The invisible knapsack, again

A survey of more than 6,000 faculty members, across a range of disciplines, has found that when prospective graduate students reach out for guidance, white males are the most likely to get attention. The survey also found that public university faculty members are much more likely than their private counterparts to respond equally to students of varying backgrounds. And the greatest victims of discrimination may be those with names that suggest they are Chinese women.

The study (abstract available here) — just released by the Social Science Research Network — aims to identify whether academics create pathways for students of all kinds who want to enter graduate school.

For the study, three researchers sent faculty members letters (as would-be grad students), expressing interest in talking about research opportunities in the program, becoming a graduate student and learning about the professor’s work. The letters asked for a 10-minute discussion. The letters were identical in every way except for the names of the fictional people sending them (see text at bottom of article).

The study tested names to make sure that most people would associate certain mixes of gender and ethnicity with them. So for example, Brad Anderson was one of those used for white males. Keisha Thomas was used for black females. Raj Singh was one of the names for an Indian male. Mei Chen a Chinese female. Juanita Martinez a Hispanic female.

Then the professors analyzed the response rates for different types of names, and by different categories of academics — by disciplinary groupings and the public or private status of the program. (The authors of the study are Katherine L. Milkman of the Wharton School at the University of Pennsylvania, Modupe Akinola of the business school of Columbia University, and Dolly Chugh of the business school of New York University.)

The table that follows shows the percentage of fictional students who received a response from professors, grouped by discipline. Only in the fine arts were white men less likely to receive a response.
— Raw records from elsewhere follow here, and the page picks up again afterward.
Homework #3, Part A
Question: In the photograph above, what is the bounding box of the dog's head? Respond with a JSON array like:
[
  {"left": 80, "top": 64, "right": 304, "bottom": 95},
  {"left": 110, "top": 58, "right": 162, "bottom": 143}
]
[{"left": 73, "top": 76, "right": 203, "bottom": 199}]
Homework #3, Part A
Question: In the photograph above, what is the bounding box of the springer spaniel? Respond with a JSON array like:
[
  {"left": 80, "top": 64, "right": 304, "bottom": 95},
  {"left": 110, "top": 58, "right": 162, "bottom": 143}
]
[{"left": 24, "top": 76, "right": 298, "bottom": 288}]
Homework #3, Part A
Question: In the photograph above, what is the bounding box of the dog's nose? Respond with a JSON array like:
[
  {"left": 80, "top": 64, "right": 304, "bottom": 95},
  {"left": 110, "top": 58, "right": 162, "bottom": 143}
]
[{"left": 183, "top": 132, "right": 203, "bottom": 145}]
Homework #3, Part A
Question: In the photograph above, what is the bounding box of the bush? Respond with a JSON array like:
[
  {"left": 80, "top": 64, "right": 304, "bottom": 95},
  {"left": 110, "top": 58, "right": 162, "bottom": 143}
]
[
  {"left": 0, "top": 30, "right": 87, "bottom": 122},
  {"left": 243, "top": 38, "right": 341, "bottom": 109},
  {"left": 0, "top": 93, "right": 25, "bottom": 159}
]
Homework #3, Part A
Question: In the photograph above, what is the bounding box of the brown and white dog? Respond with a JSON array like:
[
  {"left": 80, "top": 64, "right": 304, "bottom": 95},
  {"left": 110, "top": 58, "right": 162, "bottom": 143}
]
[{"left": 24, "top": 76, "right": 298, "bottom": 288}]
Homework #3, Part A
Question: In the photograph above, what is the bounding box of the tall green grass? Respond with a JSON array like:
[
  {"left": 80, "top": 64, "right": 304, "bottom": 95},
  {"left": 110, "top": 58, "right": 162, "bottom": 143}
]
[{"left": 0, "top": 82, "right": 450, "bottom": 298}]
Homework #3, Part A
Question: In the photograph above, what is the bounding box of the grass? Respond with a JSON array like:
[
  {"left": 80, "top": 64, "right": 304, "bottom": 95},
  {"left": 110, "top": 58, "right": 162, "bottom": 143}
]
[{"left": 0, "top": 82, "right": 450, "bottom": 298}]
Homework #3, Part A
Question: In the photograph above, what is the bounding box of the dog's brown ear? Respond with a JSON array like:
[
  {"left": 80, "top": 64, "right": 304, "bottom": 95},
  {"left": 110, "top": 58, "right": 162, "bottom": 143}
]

The table is in the order of magnitude of the gap in disciplinary responses:

Discipline % Responding to Women and Minorities % Responding to White Men
Business 62% 87%
Education 65% 86%
Human services 71% 89%
Health services 57% 71%
Engineering and computer science 59% 72%
Life sciences 61% 72%
Natural and physical sciences and mathematics 64% 73%
Social sciences 68% 75%
Humanities 75% 80%
Fine arts 73% 62%

While business has the largest gap in response rate and is a field in which the share of female faculty members has been relatively small, education has nearly as large a gap, and that field has many female faculty members. Over all, the study found no relationship in the percentage of women in a discipline and the different response rates for men and women.

Humanities professors, who had a relatively small 5 percentage point gender gap in their response rates, answered 75 percent of the letters from those who were not portrayed as white men, the largest percentage in the study.

The study then compared the response rates for the different groups of individuals who were not white men, looking at public and private differences. In every category, faculty members at public institutions were more likely than those at private colleges to respond to those who were not white men. In fact, for Hispanic females, public college and university faculty members were more likely to respond than they were to white men.

Over all, the public/private difference was significant. For white women, there was a gap of only 1 percentage point in the response rates from public college faculty members, but the gap was 9 percentage points for private college faculty members.

The biggest gaps were for several groups with names suggesting that the letter-writers were Asian. There was a 29 percentage point gap at private colleges and universities in the response rate to white men and Chinese women. The next largest gap was a 21 percentage point gap in responses to those with an Indian male name, followed by a 19 percentage point gap for those with an Indian female name.